The Goddard money came as part of a sweeping rejection by a Senate Appropriations subcommittee of cuts the full House made last week to funding for the departments of Veterans Affairs, Housing and Urban Development and independent agencies.
Sen. Barbara Mikulski, D-Baltimore, said she was “extremely troubled” by the House bill and described its cuts to NASA as “devastating.”
“The bill we are marking up today will save those NASA jobs,” said Mikulski, the ranking Democrat on the subcommittee, in a prepared statement.
The House last week passed a bill that slashed funding for the National Aeronautics and Space Administration by more than $1 billion, which included the money from Goddard.
The Senate subcommittee Wednesday approved the full $13.5 billion that President Clinton requested for NASA.
The $13.5 billion for NASA provides $5.4 billion for science and technology, including $1.4 billion for earth science. Goddard funding includes $26 million for the Hubble telescope repair mission, $32 million for the Earth Observing System Data Information System (EOSDIS), $7 million for additional uses for EOSDIS data, $500,000 to research air quality in airplanes and $21 million for Sun-Earth Connections.
“I’m on the side of NASA’s employees and the thousands of men and women who work at the Goddard Space Flight Center and other NASA centers around the country,” Mikulski’s statement said.
The full Appropriations Committee is scheduled to vote Thursday on the VA/HUD appropriations bill.

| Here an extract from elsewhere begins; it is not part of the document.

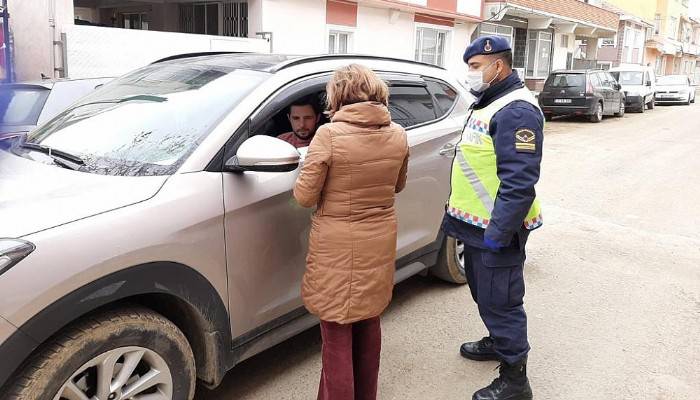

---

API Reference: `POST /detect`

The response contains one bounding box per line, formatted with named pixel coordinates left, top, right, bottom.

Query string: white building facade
left=8, top=0, right=484, bottom=82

Mikulski said she expects the full committee to approve the bill and send it to the Senate for a vote, which has not yet been scheduled.
She called the bill “a work in progress” and acknowledged that members may disagree, but said she remains confident that it will win Senate approval and that the House will agree.

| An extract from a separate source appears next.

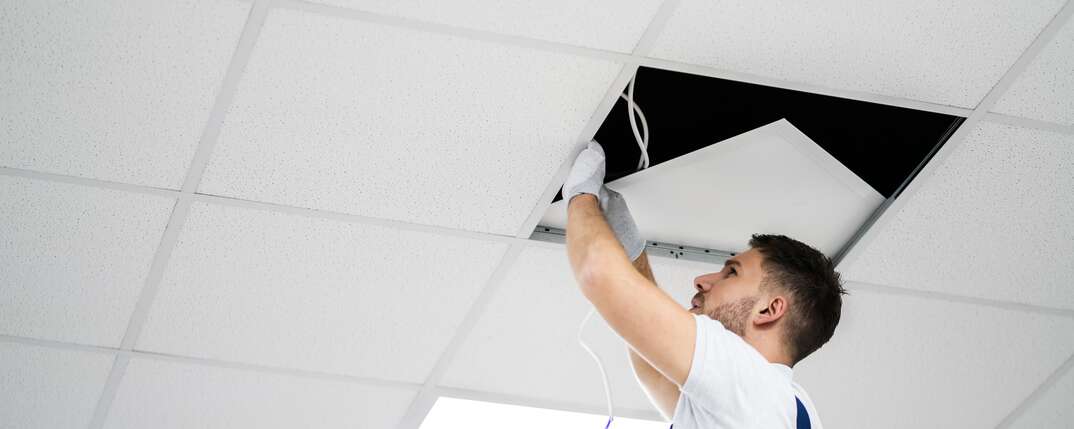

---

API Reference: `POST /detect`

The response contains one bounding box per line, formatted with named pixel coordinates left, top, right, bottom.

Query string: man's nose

If passed by the House and Senate, the bill will go to President Clinton for his signature. The White House has threatened to veto the House version of the appropriations bill.
“We are staying the course [with NASA funding],” Mikulski said. “We are maintaining last year’s funding level. I believe the House will concur.”
The subcommittee’s action was hailed Wednesday by Goddard Director Al Diaz, who praised the work of Mikulski and Sen. Christopher Bond, R-Mo., the subcommittee chairman.
“This is a tremendous vote for NASA, and for the Goddard Space Flight Center,” Diaz said in a prepared statement. “I know that Chairman `Kit’ Bond, ranking member Sen. Mikulski and the rest of the subcommittee had some very difficult choices to make.”